Bodies are piling up in Syria while Syrian President Bashar al-Assad sits entrenched in his palace, but the international powers say there is no alternative to UN observers watching a non-existent ceasefire.
Two bombs that exploded near UN convoys in the first month of the UN mission highlighted how the unarmed military monitors are on one of the most perilous enterprises undertaken by the UN.
UN Secretary-General Ban Ki-moon has now said he believes al-Qaeda was behind recent attacks in Damascus.
Syria is “very, very, dangerous,” Assistant Secretary-General for UN Peacekeeping Edmond Mulet said.
“They are there unarmed and there is no ceasefire, there is no peace agreement, there is no dialogue between the parties and it’s an urban warfare,” he said. “This is something we have never seen before. We have never placed our military observers in a situation like this.”
The UN Supervision Mission in Syria (UNSMIS) is close to its full strength of 300 monitors, but Western countries are still predicting that the mission will not be renewed after its 90-day mandate ends on July 20.
“There is a risk that at any moment military observers will be killed or injured,” British Permanent Representative to the UN Mark Lyall Grant said. “There have been some close shaves, so it is a situation we are keeping under close review.”
Artillery attacks on towns have fallen since the mission deployed, but the death toll is still high.

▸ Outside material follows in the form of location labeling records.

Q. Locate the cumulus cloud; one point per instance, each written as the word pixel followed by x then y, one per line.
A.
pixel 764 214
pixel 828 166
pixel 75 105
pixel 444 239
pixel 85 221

“It is the same strategy with a different tactic,” one senior UN diplomat said. “Instead of killing 100 they kill 60 and arrest 500.”
Rights groups and other sources said there has been an explosion in targeted killings. The UN says up to 10,000 people have been killed over the past 15 months.
Al-Assad has shown willingness to start political talks and the opposition is still too divided for negotiations, diplomats said.
However, no one has an alternative to the peace plan of UN-Arab League envoy Kofi Annan.
“I know lots of questions have been asked about what happens if the plan fails,” Annan said last week. “I am waiting for some suggestions as to what else we do. If there are better ideas I will be the first to jump onto it.”
“There is no credible alternative,” German Permanent Representative to the UN Peter Wittig said.
As a result, the international community is sticking with Annan’s plan though most diplomats and observers say the a new Security Council battle over Syria is likely when the 90-day mandate ends.
Russia, al-Assad’s main international ally, could demand an extension of UNSMIS, along with fellow permanent member China, and India, Pakistan and South Africa.
The US, Britain and France, the three Western permanent members, are not yet sure how to call time on the mission. Even US officials who opposed UNSMIS are not yet calling Annan’s plan a failure.
Richard Gowan, a specialist at the Center on International Cooperation in New York University, has predicted that the Annan mission will be a “heroic failure.”
“It’s important that the Western powers allow Annan to declare failure himself, or Russia will attack them for killing his mission,” he said.
“Annan may feel he cannot give up, as this might be the final act in his long career as an international official, but if he feels that his plan is now dead, he should realize that there is greater honor in declaring this than carrying on hopelessly,” Gowan added.